By Kelsey Verboom
Visitors and residents alike revel in the chance to see wild bears roaming through Kootenay National Park.
Unfortunately, some also take the risk of feeding the wild carnivores straight from the windows of their vehicles.
The Parks Canada dispatch office has recently received an unusual number of complaints of people feeding bears in Kootenay and Yoho National Parks, and as a result are issuing a warning for people to keep their hands and snacks to themselves.
“The problem is definitely more prevalent this year than in other years,” said Hal Morrison, wildlife and human conflict specialist for the Rocky Mountain Parks.

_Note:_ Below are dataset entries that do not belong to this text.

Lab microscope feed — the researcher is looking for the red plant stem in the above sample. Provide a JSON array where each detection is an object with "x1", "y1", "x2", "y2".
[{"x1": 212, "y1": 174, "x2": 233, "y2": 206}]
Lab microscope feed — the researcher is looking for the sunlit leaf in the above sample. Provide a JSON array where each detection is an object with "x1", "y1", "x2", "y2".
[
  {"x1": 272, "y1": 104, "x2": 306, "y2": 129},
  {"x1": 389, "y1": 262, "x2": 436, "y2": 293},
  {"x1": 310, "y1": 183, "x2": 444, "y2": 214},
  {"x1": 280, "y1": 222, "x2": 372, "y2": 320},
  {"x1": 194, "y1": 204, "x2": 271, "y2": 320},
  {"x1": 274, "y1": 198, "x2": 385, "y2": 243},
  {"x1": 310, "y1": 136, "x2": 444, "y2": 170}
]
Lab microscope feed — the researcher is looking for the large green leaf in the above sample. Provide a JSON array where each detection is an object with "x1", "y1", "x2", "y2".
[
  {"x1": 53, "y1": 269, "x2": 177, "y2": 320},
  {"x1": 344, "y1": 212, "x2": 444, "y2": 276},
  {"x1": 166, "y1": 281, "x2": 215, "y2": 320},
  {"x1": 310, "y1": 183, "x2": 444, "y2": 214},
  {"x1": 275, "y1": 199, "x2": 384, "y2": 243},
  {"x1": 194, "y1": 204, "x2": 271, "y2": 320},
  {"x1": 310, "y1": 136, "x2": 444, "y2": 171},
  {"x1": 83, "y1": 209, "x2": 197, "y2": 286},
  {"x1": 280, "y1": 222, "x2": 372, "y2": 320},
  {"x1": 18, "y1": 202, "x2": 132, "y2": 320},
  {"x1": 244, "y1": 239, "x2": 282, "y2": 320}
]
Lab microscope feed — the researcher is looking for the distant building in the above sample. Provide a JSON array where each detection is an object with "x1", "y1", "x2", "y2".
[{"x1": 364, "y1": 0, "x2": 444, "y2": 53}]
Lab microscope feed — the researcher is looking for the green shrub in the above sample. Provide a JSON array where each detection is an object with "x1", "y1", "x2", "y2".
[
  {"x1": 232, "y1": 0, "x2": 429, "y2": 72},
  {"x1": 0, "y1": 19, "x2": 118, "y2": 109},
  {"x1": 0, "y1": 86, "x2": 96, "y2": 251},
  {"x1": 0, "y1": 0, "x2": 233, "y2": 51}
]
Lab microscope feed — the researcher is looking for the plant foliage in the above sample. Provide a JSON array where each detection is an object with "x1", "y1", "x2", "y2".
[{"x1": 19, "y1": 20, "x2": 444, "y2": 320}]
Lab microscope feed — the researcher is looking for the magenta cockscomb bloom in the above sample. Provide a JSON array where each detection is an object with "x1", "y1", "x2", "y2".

The complaints in Kootenay National Park centre mostly around the Olive Lake and Dolly Varden picnic areas, where stopping motorists are sharing their roadside picnics with the wild animals.
So far the complaints have only involved black bears, but a grizzly has also been spotted foraging near Olive Lake. The picnic areas are part of the bears’ natural range, so they spend time in the area looking for natural food.
“When people decide to feed a bear, it’s never good,” Mr. Morrison said. “Then bears associate people with handouts, and before you know it, they become one of those ‘problem’ bears, because when they see people they come looking for food.”
The problems extend beyond just feeding the bears, Mr. Morrison said. Bears who start to hang out roadside looking for treats are at greater risk for being hit by a passing vehicle. Also, bears with little fear of humans are more likely to wander into campgrounds or towns and get themselves into trouble.
Occasionally, Parks staff must destroy bears who have become too familiar with human handouts.
“It’s pretty simple. Don’t feed bears,” Mr. Morrison said. “Stay in your car, take a photo, then move on.”
If you see someone feeding a bear, take their license plate number and report it to Banff Dispatch at 403-762-1470. The same number can be used to report bear sightings anywhere in the park.
Under Canada’s National Park Act, anyone feeding wildlife can be fined up to a maximum of $25,000.